Mancur Olson, in his masterpiece The Rise and Decline of Nations, argued that this is a pattern of history. Olson argued that states may flourish when their leaders aim to act in the general interest, but over time special interest groups will accumulate, eventually causing politicians to become hostage to them over the interests of the numerous, but voiceless, citizens.
In Olson's words, states become victims of "institutional sclerosis" as groups who will lose from any reform establish themselves, making political change impossible. He used the post-1945 success of Germany, Japan and Italy as examples of countries whose client groups were obliterated, allowing their governments to carry out generally beneficient reforms without significant opposition. (I wonder if post-reunification Germany's labour market reforms are another example of this. I don't know.)

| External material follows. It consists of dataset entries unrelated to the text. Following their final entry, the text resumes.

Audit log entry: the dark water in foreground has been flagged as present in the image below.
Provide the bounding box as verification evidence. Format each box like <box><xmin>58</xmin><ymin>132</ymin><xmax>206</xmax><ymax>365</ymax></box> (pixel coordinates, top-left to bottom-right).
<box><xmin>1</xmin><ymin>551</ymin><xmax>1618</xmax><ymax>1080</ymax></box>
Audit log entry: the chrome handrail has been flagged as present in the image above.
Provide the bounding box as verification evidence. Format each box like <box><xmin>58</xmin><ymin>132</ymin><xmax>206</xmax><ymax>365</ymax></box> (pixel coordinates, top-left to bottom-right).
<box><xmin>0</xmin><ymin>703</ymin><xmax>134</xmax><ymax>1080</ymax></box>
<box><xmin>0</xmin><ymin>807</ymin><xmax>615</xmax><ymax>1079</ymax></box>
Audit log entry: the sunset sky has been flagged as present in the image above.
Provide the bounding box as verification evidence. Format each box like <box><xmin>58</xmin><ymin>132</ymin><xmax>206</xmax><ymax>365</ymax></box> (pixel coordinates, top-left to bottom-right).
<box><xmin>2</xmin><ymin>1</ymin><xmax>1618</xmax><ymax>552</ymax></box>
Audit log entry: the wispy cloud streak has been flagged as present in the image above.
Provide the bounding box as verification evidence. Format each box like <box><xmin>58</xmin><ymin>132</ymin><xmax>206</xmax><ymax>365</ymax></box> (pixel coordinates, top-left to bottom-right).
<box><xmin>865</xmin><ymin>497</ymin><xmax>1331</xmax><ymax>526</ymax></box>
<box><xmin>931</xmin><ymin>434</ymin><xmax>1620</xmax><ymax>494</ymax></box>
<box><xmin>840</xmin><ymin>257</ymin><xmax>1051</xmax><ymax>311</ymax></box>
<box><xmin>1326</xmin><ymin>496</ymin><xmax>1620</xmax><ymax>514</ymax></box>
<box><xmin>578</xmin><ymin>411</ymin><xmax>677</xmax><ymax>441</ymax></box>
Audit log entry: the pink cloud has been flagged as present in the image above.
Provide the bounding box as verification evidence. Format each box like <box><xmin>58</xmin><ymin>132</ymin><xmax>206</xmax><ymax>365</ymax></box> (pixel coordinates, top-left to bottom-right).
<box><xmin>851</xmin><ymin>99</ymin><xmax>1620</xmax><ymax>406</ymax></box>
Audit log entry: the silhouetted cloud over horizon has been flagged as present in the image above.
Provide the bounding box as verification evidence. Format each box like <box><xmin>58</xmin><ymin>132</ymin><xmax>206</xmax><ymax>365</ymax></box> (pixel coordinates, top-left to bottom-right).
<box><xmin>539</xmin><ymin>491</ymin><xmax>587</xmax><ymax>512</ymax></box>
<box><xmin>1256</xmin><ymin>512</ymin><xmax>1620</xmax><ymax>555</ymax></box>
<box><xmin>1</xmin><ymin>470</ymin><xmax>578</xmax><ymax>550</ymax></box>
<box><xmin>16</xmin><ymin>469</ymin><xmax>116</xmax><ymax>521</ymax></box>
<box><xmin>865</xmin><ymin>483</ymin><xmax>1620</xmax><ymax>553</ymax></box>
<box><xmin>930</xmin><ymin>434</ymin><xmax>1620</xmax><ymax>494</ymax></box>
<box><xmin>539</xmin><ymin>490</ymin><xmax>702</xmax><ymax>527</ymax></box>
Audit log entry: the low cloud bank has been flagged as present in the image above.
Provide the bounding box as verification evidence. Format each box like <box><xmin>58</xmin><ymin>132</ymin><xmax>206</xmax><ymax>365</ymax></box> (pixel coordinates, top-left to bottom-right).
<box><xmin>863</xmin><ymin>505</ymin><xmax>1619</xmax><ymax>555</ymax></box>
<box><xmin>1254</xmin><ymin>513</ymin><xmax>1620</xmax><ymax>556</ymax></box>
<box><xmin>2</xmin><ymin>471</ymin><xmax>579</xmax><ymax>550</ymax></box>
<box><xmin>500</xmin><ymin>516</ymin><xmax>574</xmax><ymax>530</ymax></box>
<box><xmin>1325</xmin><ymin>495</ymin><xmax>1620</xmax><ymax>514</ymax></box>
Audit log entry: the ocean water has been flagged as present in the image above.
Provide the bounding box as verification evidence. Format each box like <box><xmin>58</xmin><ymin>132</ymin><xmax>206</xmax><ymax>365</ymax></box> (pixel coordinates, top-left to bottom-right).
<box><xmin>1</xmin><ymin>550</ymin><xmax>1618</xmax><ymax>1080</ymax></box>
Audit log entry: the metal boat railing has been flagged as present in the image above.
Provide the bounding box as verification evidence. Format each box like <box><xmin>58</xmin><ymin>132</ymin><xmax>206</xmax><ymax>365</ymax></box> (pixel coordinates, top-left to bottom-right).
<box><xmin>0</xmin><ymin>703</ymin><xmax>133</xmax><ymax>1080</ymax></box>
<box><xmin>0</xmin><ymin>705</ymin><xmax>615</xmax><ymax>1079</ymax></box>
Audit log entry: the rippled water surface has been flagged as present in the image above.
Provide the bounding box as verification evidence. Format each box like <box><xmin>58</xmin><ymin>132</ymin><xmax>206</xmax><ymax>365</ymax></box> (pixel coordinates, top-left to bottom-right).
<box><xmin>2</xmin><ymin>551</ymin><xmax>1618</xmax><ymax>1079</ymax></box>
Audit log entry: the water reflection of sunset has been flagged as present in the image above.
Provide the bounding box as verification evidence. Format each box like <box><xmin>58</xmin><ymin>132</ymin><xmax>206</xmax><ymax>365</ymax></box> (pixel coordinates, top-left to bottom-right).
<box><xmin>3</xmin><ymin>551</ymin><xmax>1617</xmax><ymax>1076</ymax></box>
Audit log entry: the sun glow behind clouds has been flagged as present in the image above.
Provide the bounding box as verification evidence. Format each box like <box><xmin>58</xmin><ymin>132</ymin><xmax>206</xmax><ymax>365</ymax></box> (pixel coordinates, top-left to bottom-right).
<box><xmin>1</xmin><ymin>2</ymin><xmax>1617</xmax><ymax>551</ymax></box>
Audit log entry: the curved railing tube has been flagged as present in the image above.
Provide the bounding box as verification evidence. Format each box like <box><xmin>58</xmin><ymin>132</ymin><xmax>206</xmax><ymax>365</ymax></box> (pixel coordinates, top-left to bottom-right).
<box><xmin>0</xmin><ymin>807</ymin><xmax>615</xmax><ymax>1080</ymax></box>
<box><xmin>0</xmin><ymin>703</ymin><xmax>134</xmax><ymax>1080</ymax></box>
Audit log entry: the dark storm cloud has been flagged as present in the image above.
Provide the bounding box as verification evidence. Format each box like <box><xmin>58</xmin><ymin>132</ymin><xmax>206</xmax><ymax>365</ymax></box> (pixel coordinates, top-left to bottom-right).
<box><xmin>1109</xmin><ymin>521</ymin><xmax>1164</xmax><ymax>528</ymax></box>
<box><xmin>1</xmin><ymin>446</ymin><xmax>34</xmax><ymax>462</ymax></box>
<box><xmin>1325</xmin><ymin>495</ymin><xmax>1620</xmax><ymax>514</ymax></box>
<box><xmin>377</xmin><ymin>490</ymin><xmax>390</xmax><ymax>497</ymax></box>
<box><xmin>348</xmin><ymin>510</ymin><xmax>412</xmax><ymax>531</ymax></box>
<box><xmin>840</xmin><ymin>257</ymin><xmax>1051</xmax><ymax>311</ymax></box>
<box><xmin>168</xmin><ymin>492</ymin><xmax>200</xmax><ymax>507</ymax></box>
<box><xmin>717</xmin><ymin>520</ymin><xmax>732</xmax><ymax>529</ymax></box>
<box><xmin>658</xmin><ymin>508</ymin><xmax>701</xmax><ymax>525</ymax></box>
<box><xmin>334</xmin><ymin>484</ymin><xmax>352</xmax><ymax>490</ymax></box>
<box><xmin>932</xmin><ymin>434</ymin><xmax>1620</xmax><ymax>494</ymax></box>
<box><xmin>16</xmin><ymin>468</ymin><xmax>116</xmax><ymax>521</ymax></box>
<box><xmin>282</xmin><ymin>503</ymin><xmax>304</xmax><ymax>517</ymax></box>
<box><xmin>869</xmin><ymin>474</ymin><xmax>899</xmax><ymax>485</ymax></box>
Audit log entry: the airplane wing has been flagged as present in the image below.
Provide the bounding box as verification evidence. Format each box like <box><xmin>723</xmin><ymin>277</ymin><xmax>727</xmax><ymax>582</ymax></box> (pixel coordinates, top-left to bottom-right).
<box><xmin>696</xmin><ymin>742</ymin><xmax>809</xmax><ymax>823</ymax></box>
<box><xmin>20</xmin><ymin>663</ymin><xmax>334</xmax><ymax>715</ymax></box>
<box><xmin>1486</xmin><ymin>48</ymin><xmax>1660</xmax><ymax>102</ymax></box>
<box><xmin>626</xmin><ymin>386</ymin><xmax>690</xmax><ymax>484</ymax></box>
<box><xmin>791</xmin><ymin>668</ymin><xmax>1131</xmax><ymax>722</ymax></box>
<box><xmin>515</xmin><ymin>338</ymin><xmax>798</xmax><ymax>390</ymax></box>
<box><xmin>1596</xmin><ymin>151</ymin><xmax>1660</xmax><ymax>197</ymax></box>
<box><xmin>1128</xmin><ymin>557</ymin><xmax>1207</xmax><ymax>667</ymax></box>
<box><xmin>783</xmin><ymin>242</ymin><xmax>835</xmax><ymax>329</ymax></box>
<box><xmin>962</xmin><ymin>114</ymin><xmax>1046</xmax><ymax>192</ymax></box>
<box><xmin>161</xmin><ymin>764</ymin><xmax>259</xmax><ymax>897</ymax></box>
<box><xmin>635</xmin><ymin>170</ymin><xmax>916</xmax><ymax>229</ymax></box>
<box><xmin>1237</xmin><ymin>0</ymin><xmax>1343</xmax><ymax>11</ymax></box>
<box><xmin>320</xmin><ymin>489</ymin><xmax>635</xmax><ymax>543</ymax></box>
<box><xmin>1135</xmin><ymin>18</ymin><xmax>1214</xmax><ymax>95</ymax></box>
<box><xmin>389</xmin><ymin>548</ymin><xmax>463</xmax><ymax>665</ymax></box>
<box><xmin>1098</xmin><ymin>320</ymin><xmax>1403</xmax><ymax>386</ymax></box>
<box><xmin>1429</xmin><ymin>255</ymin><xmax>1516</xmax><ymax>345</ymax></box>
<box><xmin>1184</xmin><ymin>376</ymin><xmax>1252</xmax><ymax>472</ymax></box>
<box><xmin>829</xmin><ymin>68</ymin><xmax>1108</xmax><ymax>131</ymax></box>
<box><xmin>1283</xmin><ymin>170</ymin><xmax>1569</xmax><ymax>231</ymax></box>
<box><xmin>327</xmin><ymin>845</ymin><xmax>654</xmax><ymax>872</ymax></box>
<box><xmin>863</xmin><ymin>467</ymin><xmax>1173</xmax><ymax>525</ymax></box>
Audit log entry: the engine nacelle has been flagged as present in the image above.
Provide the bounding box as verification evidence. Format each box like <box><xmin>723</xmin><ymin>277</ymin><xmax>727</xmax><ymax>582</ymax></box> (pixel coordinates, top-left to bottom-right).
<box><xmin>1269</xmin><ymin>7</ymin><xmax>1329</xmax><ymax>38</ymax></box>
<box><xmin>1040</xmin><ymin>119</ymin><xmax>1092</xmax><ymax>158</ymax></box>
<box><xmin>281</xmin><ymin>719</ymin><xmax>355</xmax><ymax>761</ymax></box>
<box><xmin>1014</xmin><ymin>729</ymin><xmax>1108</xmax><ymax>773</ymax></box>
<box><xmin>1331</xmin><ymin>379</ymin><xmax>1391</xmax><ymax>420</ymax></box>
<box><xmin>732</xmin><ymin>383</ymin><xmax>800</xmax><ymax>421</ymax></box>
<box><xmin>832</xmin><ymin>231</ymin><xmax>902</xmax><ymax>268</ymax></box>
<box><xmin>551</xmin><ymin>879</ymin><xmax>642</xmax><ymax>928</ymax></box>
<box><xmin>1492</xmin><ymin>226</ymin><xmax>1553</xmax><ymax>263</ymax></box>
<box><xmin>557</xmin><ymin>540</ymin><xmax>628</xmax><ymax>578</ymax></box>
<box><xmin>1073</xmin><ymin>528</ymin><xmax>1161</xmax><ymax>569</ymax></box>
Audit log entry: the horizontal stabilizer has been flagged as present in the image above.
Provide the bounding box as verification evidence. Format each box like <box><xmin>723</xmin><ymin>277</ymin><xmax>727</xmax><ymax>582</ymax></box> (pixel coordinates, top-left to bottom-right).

European leaders have, it seems, learned that voters will choose a known decline into destititute service to reckless banks and clients of the state over an unknown economic disorder that contains much destructiveness, even if it may prove to be creative. I doubt Greece will manage to stay in the Eurozone and avoid sovereign default. (It has already defaulted once during the crisis, despite the euphemistic language used to avoid calling it that.) But I am much less certain that the Euro crisis will ever come to the head that constantly appears to be on the horizon.